How’d we do it? Candace led a Bark-About to the Bear Springs Timber Sale and joined other trained groundtruthers to reach remote forest targeted by the sale. As a result, we found major discrepancies between the Forest Service’s description of the sale and what was actually happening on the ground. Things like “hey there’s a ditch, stream and wetland here that aren’t on the timber sale maps” or “gosh, the Forest Service thinks there’s a road here, but there isn’t” and “Woah! There’s a bear over there!” All of these observations helped us to make comments and legal claims to the Forest Service that ultimately resulted in the withdrawal of the timber sale.
You can help make more victories like this one possible by becoming a groundtruther too! Click here to learn about upcoming groundtruthing trainings and RSVP to learn the skills that make Candace so awesome.
Bark Bites
What makes the Collawash Watershed so special?
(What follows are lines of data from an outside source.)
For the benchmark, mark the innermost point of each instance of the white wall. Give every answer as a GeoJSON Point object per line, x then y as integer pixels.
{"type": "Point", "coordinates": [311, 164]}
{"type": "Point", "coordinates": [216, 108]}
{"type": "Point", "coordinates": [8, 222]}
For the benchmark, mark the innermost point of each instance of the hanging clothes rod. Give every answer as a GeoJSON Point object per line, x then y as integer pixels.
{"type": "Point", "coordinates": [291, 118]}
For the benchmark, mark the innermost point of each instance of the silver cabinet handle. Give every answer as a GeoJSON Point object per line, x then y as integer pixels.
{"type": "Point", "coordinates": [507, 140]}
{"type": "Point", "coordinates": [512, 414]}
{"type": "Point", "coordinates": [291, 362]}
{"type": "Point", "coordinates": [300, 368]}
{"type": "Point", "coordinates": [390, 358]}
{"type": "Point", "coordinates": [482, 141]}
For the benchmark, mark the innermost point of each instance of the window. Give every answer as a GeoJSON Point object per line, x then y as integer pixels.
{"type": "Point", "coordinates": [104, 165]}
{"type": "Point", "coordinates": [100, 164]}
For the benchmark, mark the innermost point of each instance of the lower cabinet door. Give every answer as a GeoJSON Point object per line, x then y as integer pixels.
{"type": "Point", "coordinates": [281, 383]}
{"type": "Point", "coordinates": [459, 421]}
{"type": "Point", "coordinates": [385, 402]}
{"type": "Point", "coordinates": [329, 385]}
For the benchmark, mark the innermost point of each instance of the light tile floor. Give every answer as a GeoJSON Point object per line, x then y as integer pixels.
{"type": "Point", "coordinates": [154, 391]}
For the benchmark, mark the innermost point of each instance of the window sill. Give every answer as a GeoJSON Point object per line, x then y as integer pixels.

A watershed is an area of land in which rain collects and drains into the same creek or river. In Mt. Hood National Forest there are 15 major watersheds, all with unique characteristics. One watershed that is special to us is the Collawash. If you’ve ever been to Bagby Hot Springs, then you’ve been in the Collawash Watershed, but Bagby is just one of the features that make this watershed so special.
The Collawash Watershed is formed by steep slopes of lava rock, that are resistant to weathering, with a top layer of mineral clay soils that easily erode. As a result, this watershed contains some of the most geologically unstable terrain in the Mt. Hood National Forest. Now consider the 423 miles of roads and the proposed 2,000-acre Jazz Timber Sale in the watershed and think about how these human-made features interact with steep slopes, unstable soil deposits and important water drainages. The Collawash Watershed is a beautiful area, but if logging continues to take precedence over watershed health how long will that beauty last?